Perhaps Queenslanders should admire the sturdiness of the Chinese walls in the Premier’s household. Or perhaps Ms Palaszczuk, who as the daughter of a former Beattie government minister, Henry Palaszczuk, is no political ingénue and needs to get her political antennae serviced.

“I have done everything by the book, my partner Shaun has done everything by the book,” a defiant Premier insisted.

And there’s the problem: the book.

That book on which politicians model their short-sighted and win-at-all-costs behaviour. Voters are sick of “the book” on which Ms Palaszczuk has placed so much store.

That book has served Adani well in Australia.

Most Australians by now know or suspect that the Carmichael project is at best a while elephant, at worst an environmental catastrophe, in the making.

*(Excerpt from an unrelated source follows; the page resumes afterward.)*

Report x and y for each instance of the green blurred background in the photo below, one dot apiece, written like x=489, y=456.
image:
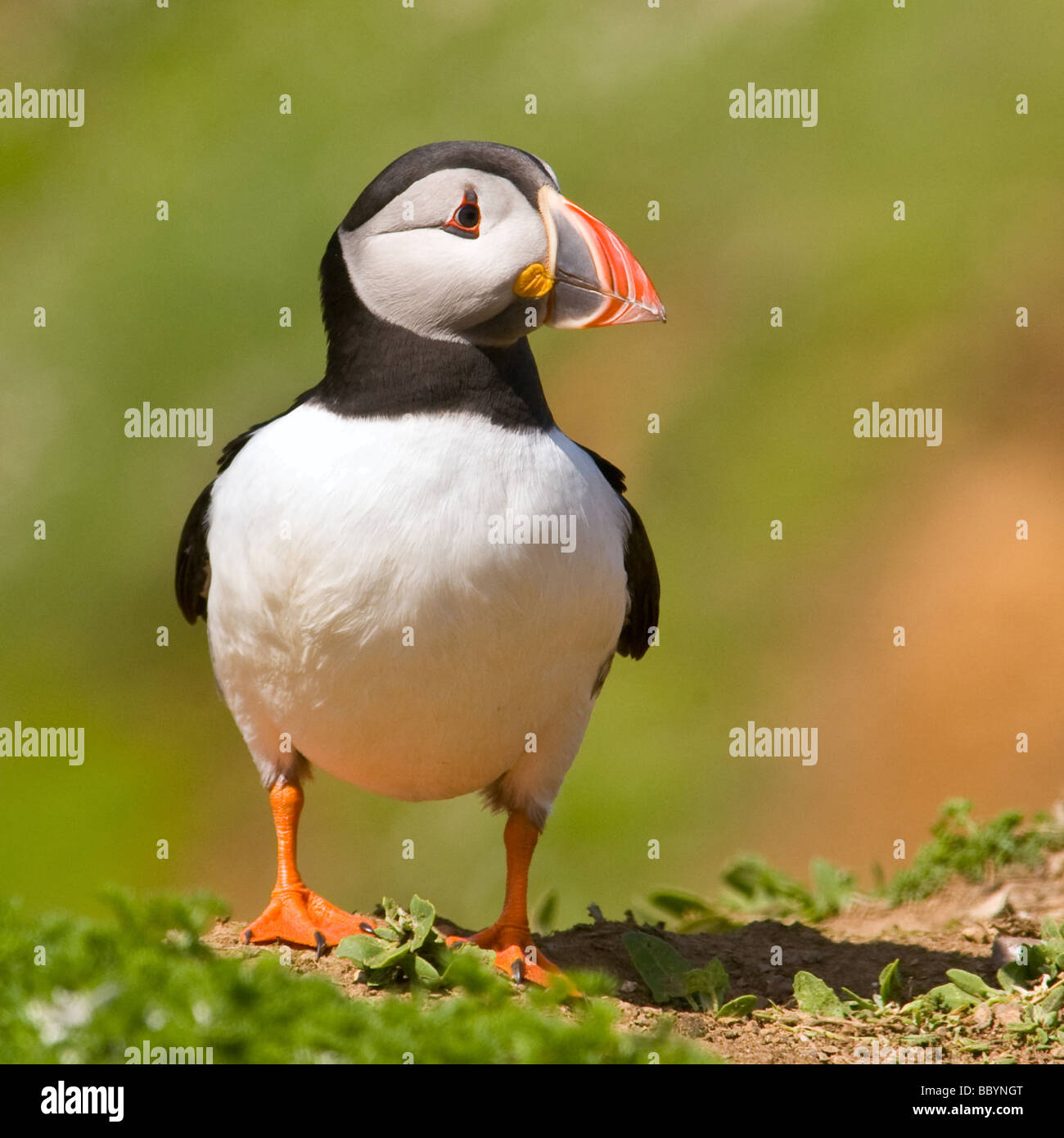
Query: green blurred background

They know the giant mine is at odds with everything they have been told about the perils of climate change.

Australians have heard that Adani is under investigation in India, that the proposed rail line to freight coal from the Galilee Basin to Adani’s port at Abbot Point is a threat to the Great Barrier Reef, that the mine is not going to provide anywhere near the promised 10,000 jobs, that the project is not viable, and that the big four banks have denied Adani finance for the project.

And yet politicians of all political stripes are falling over themselves in support of the mine.

When Westpac ruled out financing the Adani project (without actually mentioning Adani) on economic and environmental grounds, Resources Minister Matt Canavan unleashed an extraordinary attack on the bank, accusing it of being “wimps” and urging Westpac customers in Queensland to switch banks.

The Carmichael saga is eerily reminiscent of the eventually aborted Bell Bay pulp mill in Tasmania.

It’s all there: questionable approval processes, secrecy, and the strong whiff of generous political donations.

The unflinching support of the federal and state governments, Queensland’s LNP opposition and even the wishy-washy support of federal Labor raises an obvious question: why is the Carmichael mine even a thing anymore?

The answer: naked politics. Adani confirms that politics in Australia has reached its lowest point, bereft of integrity and occasioning barefaced lies and tolerance of corporate malfeasance that would not be tolerated in an Australian company.

How Ms Palaszczuk reconciles promising to veto the $1 billion NAIF funding if returned to government, while vowing her full-throated support for the mine, remains to be seen.

If her government is returned it will be a conjuring trick for the ages.

The Carmichael coal mine project, meanwhile, will stumble from one uncertainty to the next, irrespective of who is in power in Brisbane or Canberra.

Adani has nothing to fear from anything resembling leadership integrity or principle from our political leaders. In that sense it is among friends.

If Labor is returned, the coal mine project will presumably fall over in the absence of the $1 billion lifeline.

If the LNP wins government, its support for the deeply flawed mine may prove irrelevant. The mine project is a financial and environmental dud and like the Gunns pulp mill it likely faces a death of a thousand cuts.

And our political leaders will be revealed for the shills they are.

Leo D’Angelo Fisher is a former associate editor and columnist with BRW and columnist for the Australian Financial Review. He was also a senior writer at The Bulletin magazine.